In this case, too, we must not therefore propose or support the idea of extemporary and capricious criticism, which in substance is dominated by the arbitrariness and subjectivity of the reactions of the critic and his moods. As we have seen, if the interpretation is pertinent, this responds to a scheme, and conveys an inner coherence which belongs as much to the work as to the critic’s analysis. In the same way, the interpretation, or rather the analyst’s “construction”, must correspond to the experiences of the patient who, only through his concrete behaviour can guarantee the authenticity of the interpretation and therefore the effectiveness of the treatment.

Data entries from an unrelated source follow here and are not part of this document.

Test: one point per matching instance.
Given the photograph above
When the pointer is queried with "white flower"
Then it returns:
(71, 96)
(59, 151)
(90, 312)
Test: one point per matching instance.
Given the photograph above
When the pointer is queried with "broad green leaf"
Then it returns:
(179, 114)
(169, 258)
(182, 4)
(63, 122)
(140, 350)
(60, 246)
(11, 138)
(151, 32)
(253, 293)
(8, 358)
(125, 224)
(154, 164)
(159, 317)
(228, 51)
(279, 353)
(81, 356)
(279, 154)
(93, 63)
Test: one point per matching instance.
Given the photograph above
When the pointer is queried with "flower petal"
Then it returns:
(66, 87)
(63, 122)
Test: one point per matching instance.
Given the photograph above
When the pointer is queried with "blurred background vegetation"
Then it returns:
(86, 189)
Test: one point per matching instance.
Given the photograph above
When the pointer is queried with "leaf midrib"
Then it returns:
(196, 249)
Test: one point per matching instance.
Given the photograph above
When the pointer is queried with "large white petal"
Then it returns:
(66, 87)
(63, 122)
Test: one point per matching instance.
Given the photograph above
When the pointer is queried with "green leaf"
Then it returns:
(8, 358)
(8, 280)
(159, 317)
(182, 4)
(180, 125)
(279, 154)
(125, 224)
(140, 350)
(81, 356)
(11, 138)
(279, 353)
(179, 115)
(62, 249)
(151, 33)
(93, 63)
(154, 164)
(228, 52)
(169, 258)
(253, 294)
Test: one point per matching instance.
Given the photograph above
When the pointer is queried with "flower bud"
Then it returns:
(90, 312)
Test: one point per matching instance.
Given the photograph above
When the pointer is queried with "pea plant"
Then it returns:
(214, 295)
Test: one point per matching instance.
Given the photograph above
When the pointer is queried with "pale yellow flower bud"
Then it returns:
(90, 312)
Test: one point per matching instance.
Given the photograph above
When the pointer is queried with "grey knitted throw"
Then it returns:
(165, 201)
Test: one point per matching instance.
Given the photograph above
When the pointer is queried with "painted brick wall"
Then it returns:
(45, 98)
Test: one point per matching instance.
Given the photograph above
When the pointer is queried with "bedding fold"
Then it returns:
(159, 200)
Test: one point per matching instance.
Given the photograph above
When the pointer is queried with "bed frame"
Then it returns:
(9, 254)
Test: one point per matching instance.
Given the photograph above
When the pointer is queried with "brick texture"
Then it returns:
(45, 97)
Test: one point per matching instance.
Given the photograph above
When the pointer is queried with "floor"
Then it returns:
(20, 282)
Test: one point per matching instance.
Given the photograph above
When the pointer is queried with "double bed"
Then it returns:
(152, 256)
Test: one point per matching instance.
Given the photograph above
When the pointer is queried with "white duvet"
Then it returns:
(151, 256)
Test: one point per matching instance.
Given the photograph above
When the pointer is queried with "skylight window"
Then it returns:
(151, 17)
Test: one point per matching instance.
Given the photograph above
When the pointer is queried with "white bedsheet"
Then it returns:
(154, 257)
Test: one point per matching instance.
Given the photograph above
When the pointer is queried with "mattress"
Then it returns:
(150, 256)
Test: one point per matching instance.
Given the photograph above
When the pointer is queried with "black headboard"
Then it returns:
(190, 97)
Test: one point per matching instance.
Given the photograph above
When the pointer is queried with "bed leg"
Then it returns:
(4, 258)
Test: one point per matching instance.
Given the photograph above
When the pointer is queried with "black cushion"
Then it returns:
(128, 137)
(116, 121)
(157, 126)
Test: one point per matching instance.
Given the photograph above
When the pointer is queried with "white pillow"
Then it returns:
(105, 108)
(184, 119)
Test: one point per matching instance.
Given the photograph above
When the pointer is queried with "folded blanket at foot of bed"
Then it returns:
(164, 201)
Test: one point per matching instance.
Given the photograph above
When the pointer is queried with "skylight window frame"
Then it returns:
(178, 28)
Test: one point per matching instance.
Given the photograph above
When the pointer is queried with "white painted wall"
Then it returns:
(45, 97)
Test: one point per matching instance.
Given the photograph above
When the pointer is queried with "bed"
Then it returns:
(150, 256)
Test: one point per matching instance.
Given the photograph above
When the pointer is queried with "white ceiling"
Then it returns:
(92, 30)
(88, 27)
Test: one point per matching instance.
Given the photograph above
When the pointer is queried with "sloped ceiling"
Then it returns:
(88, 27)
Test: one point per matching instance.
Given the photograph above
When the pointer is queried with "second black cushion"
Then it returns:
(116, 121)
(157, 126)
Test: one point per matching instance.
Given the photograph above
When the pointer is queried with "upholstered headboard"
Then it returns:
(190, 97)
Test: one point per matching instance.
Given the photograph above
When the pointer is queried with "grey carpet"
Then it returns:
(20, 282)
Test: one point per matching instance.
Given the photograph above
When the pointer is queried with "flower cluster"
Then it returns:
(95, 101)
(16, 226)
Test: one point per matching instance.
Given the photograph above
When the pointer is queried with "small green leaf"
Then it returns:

If this is how things stand, even here we can speak of a tendential correspondence between variability and unpredictability of the “selected fact” and the constancy of the “F-factor” Graziella Magherini speaks of. The critic’s response, much more so than that of the sometime viewer, as we have reiterated, is not in fact purely humoral and emotional: when listening to a work, the critic-viewer also projects his own culture, his own models and his own codes. And these, in turn, and to a certain degree, will have to mirror those of the artist. Only in this way can the virtuous cycle which distinguishes an open and truly creative critique be set in motion. We therefore find ourselves within the same dynamic described by Freud concerning the fruition of the joke. But this cannot come about if, beyond an individual affinity and sensitivity tied to a common “psychic constellation”, there are no shared expressive canons and codes within the same historical-cultural context between the provider of the joke and the listener.
References
Bonaparte M. (1949). The Life and Works of Edgar Allan Poe: A Psycho-Analytic Interpretation with a foreword by Sigmund Freud (1934). London: Imago Pub.
Changeux J.-P. (1995). Ragione e piacere. Dalla scienza all’arte. Milano: Raffaello Cortina.
Freud S. (1908). Creative Writers and Daydreaming. In The Standard Edition of the Complete Psychological Works of Sigmund Freud. London: Hogarth Press, 1953-74, vol. 9, pp. 143-153.
Freud S. (1937). Constructions in analysis. In The Standard Edition of the Complete Psychological Works of Sigmund Freud. London: Hogarth Press, 1953-74, vol. 23, pp. 257-269.
Givone S., Magherini G. (2014) (Eds.). Listening to Art. Figural Arts, Literature and Music. Firenze: Nicomp L.E.
Magherini G. (2014), Re-Reaging Art. A Psychoanalytical model. In Givone S., Magherini G. (Eds.). Listening to Art. Figural Arts, Literature and Music. Firenze: Nicomp L.E., pp. 23-51.